3.Initial Margin to cover repo rate fluctuation risk
Initial margin to cover repo rate fluctuation risk is calculated to cover the repo cost arising from executing repo transactions in the liquidation of the positions of a Clearing Participant which has defaulted. Specifically, it is calculated by multiplying the repo trade amount needed to reconstruct the OTC JGB positions by the repo rate spread expected by JSCC. The relevant risk amounts are setoff, taking into account of delivery of positions; provided, however, in order to prevent excessive setoff, the certain raio of risk amount prior to the setoff is calculated as the lower limit. As with the initial margin calculation, the greatest of the risk amount, the average of a certain ratio of the top risk amounts for a given historical period, and the minimum amount are used.
For Subsequent Collateral Allocation Repo Transaction, basket position prior to collateral allocation is subject to the calculation and the risk amount related to the relevant position is delivery amount.
4.Market Impact Charge
The market impact charge is calculated to cover the market liquidity risk arising from the liquidation of a defaulted Clearing Participant's positions. Specifically, a bid/ask spread* is determined based on a market survey of Clearing Participants for each JGB type, maturity, and terms to maturity. For actual determination of the market impact charge amount, the largest of the charge amount based on the position for which settlement is executed after the calculation day, the charge amount based on the position reflecting changes by progress of intraday DVP settlement or average of a certain ratio of the top charge amount based on the position at the timing for which DVP settlement has been completed in each day during a certain historical period.

* The relevant bid/ask spread is then multiplied by the position's interest rate sensitivity.

Market Data to be Used for Calculation

JSCC determines market price used for calculating initial margin and variation margin (market data) based on the reference statistical prices published by the Japan Securities Dealers Association as of the day (if such day falls on a holiday, such day shall be the immediately following business day) immediately following the calculation day.
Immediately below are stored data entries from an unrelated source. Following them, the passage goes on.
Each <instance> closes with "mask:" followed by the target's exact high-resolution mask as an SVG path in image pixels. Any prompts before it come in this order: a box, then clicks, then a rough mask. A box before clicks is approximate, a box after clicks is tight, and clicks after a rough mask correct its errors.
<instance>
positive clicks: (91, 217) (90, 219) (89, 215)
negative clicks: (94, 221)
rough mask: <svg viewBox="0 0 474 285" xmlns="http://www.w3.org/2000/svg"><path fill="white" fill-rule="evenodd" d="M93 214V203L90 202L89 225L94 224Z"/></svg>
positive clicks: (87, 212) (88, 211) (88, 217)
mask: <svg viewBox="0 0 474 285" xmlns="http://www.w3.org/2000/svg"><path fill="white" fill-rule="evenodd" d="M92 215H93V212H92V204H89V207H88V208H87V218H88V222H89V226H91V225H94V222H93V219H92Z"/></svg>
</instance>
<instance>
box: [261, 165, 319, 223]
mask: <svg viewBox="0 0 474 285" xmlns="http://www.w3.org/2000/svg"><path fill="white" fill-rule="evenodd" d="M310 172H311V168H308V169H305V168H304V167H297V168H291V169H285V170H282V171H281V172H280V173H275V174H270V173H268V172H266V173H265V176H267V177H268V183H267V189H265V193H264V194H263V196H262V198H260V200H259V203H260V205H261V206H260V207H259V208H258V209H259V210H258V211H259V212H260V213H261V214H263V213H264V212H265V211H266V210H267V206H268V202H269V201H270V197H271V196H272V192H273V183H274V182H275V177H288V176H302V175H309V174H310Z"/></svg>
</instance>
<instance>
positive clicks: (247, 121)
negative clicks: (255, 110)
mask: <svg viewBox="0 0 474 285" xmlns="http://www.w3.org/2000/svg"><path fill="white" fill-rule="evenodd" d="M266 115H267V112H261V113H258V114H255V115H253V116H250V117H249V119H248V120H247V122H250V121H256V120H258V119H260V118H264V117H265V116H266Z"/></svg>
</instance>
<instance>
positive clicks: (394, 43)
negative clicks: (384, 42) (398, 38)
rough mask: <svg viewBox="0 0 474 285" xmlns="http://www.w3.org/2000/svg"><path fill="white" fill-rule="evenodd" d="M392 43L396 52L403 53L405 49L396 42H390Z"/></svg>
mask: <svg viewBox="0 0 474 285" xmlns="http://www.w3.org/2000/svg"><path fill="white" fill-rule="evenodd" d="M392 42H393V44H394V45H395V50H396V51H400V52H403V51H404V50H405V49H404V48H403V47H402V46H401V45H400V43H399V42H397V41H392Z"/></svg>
Structure of Increasing Initial Margin

  • Increase by calling intraday initial margin
    Normally, Initial Margin, which is calculated three times a day (7:00, 11:00 and 14:00) based on the position at that time, is deposited by each cutoff time (10:00, 14:00 and 16:30); provided, however, amount of Initial Margin calculated at 11:00 and 14:00 may be increased, when market fluctuates substantially.
Triggering Criteria Required Amount
Change of the contract price of 10-year JGB Futures (leading contract month contract) at closing of morning session from closing price of afternoon session on immediately previous day exceeds Market Price Fluctuation Risk Factor*1 of Interest-Bearing JGBs with remaining years to maturity of 7-10 years. Amount of Initial Margin calculated at 11:00 and 14:00 are obtained by the following formula.
Required Initial Margin Amount
= (Initial Margin (POMA) + Initial Margin to cover FOS failure risk) × Increase Rate + Initial Margin to cover repo rate fluctuation risk + Market Impact Charge

Increase Rate is calculated (ranging from 1.1 to 2.0, in 10 steps)*2, depending on the level of 10-year JGB Futures price fluctuation.

*1 Parameter used in POMA calculation for Initial Margin with the reference period of 250 days, 500 days, or 1,250 days (taking into account of stress event), a confidence level of 99%, and a holding period of 3 days.
*2 Price change of 10-year JGB Futures divided by Market Price Fluctuation Risk Factors (omitting figures below the second decimal place and adding 0.1)

  • Increase according to Credit Standing
    If JSCC considers necessary in light of the credit standing of the Clearing Participant, JSCC may increase the Required Initial Margin Amount. For detail, please refer to the the "Increases in Required Initial Margin Amount related to JGB OTC Transaction".